Utilizing cutting-edge technology, which includes next-generation sequencing, Horizon offers a

thorough examination for genes linked to particular hereditary genetic ailments. This encompassing

screening encompasses the analysis of frequently screened conditions such as cystic fibrosis, spinal

muscular atrophy, fragile X syndrome, and sickle cell anemia.

Who should get tested?

● Pairs who wish to undergo carrier testing for their respective genetic disorders.
● Pairs preparing for parenthood.

Key highlight

Conditions Screened For and Package

Genetic carrier screening designed for married couples This screening can be conducted either prior to conception or during pregnancy.

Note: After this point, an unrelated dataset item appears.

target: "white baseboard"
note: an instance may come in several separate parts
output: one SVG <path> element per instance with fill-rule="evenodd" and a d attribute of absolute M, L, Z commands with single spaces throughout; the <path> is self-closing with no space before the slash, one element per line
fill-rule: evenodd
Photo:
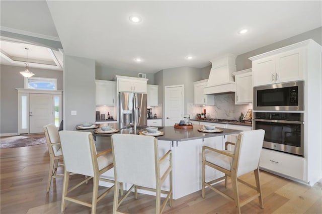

Selectable from a comprehensive list of up to 574 symptoms for examination such as : Alpha-Thalassemia (HBA genes), Batten Disease, CLN3-Related (CLN3 gene), Beta-Hemoglobinopathies(HBB gene), Bloom Syndrome (BLM gene), Canavan Disease (ASPA gene), Citrullinemia, Type 1 (ASS1 gene), Cystic Fibrosis (CFTR gene), Duchenne and Becker Muscular Dystrophy (dystrophin gene), Familial Dysautonomia (IKBKAP gene), Fanconi Anemia, Group C (FANCC gene), Fragile X Syndrome (FMR1 gene), Galactosemia (GALT gene), Gaucher Disease (GBA gene), Glycogen Storage Disease-Type 1a (G6PC gene) , Isovaleric Acidemia (IVD gene), Medium Chain Acyl-CoA Dehydrogenase Deficiency(ACADM gene) Methylmalonic Aciduria and Homocystinuria, Type cblC (MMACHC gene), Mucolipidosis, Type IV (MCOLN1 gene), Mucopolysaccharidosis, Type I (IDUA gene), Niemann-Pick Disease-Types A/B (SMPD1 gene)-Polycystic Kidney Disease, Autosomal Recessive (ARPKD, PKHD1 gene),Rhizomelic Chondrodysplasia Punctata, Type 1 (PEX7 gene), Smith-Lemli-Opitz Syndrome (DHCR7 gene), Spinal Muscular Atrophy (SMA, SMN1 gene), Tay-Sachs Disease (HEXA gene), yrosinemia, Type 1 (FAH gene), Zellweger Spectrum Disorders, PEX1-Related (PEX1 gene) etc.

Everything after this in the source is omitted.